Level 1 — Understand

1. What are the three properties that make an abstraction good, as described in this chapter?

2. What does the Law of Leaky Abstractions state, and what does it imply for interface design?

3. Name two real-world examples from the chapter where an abstraction has survived significant underlying change, and identify what made each interface stable.

Level 2 — Apply

1. A team exposes a UserRepository interface with methods findById, findByEmail, save, delete, and findAllByCreatedDateBetween. Which methods are likely to leak implementation details? Rewrite the interface to expose only what callers need, and describe what you removed and why.

2. A logging abstraction currently defines log(level, message, timestamp, hostname, pid). A new implementation — a cloud logging service — does not use pid or hostname (it derives them automatically). What does this tell you about the interface design? Propose a corrected interface and explain the tradeoff.

3. Two services share a PaymentResult type defined in a shared library. Team A adds a new field processorFee to the type and deploys. Team B has not deployed yet. Describe exactly what breaks and which failure mode this represents.

Level 3 — Design

1. Design a CacheStore interface that could be implemented by an in-memory LRU cache, Redis, and a distributed consistent cache (like etcd). Identify which operations are safe to include in a shared interface, which are implementation-specific and must be excluded, and where leakage is inevitable under failure scenarios. Name the tradeoffs using AT codes.

A complete answer will: (1) define a minimal safe interface (get, set, delete, exists) and justify why distributed-specific operations (e.g., distributed locking, watch/notify, CAS) must be excluded — callers that assume these operations exist cannot safely use the in-memory implementation, violating the Liskov Substitution Principle, (2) name AT3 (Simplicity/Flexibility): a minimal interface is easy for all implementations to satisfy but forces callers to work at the lowest common denominator; a richer interface enables callers to use more powerful features but narrows the set of valid implementations, (3) identify where leakage is inevitable: failure semantics differ across implementations — an in-memory LRU never throws a network error, Redis may throw a connection timeout, etcd may throw a quorum failure; a shared interface cannot fully abstract these differences, and callers must either handle implementation-specific exceptions or the interface must define a unified exception hierarchy, and (4) name FM1 (single point of failure) for the Redis implementation (a single Redis node behind the interface is a SPOF that the in-process LRU never is) and FM12 (network partition) for etcd — state that an abstraction hiding these failure modes from callers produces callers that cannot handle the failures correctly.

2. A company is migrating from one payment processor to another.
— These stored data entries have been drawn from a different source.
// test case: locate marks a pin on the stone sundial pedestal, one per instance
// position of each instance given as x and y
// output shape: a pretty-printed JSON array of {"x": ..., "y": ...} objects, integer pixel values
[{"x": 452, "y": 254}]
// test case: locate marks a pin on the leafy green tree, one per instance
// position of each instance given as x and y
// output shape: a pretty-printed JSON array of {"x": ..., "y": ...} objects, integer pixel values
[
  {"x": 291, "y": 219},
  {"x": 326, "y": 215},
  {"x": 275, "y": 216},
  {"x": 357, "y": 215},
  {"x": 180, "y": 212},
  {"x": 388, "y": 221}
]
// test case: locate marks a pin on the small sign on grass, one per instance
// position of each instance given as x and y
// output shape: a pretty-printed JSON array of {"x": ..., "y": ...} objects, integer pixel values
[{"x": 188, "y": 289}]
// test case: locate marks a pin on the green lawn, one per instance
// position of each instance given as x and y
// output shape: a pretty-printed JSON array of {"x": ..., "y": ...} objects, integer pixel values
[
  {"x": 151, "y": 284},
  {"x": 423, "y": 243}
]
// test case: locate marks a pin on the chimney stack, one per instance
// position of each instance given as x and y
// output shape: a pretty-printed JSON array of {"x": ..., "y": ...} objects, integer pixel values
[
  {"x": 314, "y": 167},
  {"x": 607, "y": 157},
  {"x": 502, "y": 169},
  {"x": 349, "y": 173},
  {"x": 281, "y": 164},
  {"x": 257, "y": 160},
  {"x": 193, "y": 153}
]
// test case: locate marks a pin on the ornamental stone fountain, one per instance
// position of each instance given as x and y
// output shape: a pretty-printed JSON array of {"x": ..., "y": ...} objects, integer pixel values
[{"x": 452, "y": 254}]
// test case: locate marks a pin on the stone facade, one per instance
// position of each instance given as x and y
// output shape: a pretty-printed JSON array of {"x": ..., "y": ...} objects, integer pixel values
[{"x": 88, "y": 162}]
The existing code calls the old processor’s SDK directly at forty call sites. Design a migration strategy using abstraction that allows the migration to happen incrementally, without a flag day, and without modifying all forty call sites at once. Name the pattern, describe the interface, and identify the failure modes during the migration window.

A complete answer will: (1) name the Façade (or Adapter) pattern and describe a PaymentProcessor interface that wraps both the old and new processor SDKs — the forty call sites are updated once to call the interface instead of the old SDK directly, and the interface implementation routes to old or new processor based on a feature flag, (2) design the incremental migration: route a configurable percentage of transactions to the new processor (e.g., 1%, 10%, 50%, 100%) with the ability to roll back to 0% without a code deployment — specify the AT3 tradeoff (the routing layer adds code complexity but eliminates flag-day risk), (3) name FM2 (cascading failure) during the migration window: if the new processor’s API returns unexpected errors, the calling code must not crash — the interface must implement a fallback that retries on the old processor for recoverable errors, with the AT1 tradeoff (consistency of which processor charged the card vs. availability of the transaction) stated explicitly, and (4) identify the FM4 risk (stale data / dual-write inconsistency): during the window when both processors are active, refund and dispute queries must check both processor histories — propose a transaction log that records which processor handled each charge, enabling correct routing of refunds.